Whole families arrived to the church compound by car, the women decked out in yellow áo dàis for the occasion. The readings were Vietnamese, but obviously they were about that time in the Acts of the Apostles when the Jesus folk were gathered in a house, and the Holy Spirit descended upon everyone in tongues of fire, and they began to preach to the befuddled foreigners, who understood them perfectly. And I understood what the priest said perfectly.
But most of all, the children... Since I was late, and the church was already overflowing, I took a chair and settled at the rear, outside the prayer hall and where kids with no chair to sit down on were allowed to run around and annoy people and make as ghastly a din as they liked. And they bawled in a tongue that I understood perfectly. They assured me that the church is alive, and has a future. And they left hope in my basket of sorrows.
Also, no one seemed to have realised, or seemed to mind, that I wasn't Vietnamese, nor spoke a word of the language.
A week after the Gloom was on its way out, I spent Trinity Day with the Hispanics at Cristo Rey, or Christ the King. This time I was early, and sat at the front. One or two people might have thrown me suspicious looks: it is strange, after all, to see an Asian guy at Spanish mass, but I speak Spanish now and Chinese Latin Americans exist and people just have to be used to it.
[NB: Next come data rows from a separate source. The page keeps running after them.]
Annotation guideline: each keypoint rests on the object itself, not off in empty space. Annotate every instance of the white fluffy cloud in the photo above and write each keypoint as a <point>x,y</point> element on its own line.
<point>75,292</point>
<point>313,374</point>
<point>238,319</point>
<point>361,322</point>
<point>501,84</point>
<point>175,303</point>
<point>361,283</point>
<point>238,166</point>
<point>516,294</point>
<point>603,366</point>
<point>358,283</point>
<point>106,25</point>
I blended right in. It seemed much easier to do so here than in any other Catholic Church in town. I don't know if it's the warm sunshine that shone on us from the window, or the mariachi guitarist choir, or the warm glow seeping out from people around me. The annoying kids are around again, and would not keep still. The mother of three who found a place to sit beside me struck the very image of indomitablility; with her left hand she held one wild goat of a son, by her left hand the other, and with her right foot she rocked her infant daughter's cradle on the aisle. And the baby drifted to sleep ever so unhurriedly.
After scrawling the blessed red crayon all over the hallowed pages of the colouring book, the son turned to his sainted mother and beamed: ¡Mom, look at what I coloured! And of course the sainted mother let out a sigh of resignation and told him to please put that away for now. And Our Lady of Guadelupe watched over each parishoner from up above.
I had planned to go home and prepare my own lunch after mass. The church offered me to join a food fair instead, so naturally I agreed, and bought some tickets to exchange for some unhealthy Mexican cuisine. I met the vicar, Padre Craig, a young pastor with an indestructible accent, and envied him for his time serving among this jolly bunch. I thought again of the people at Tagaytay whom I went to stay with on this very day last year.
After I went home, I played the Mariachi Kyrie on the guitar from memory, and my parents loved it.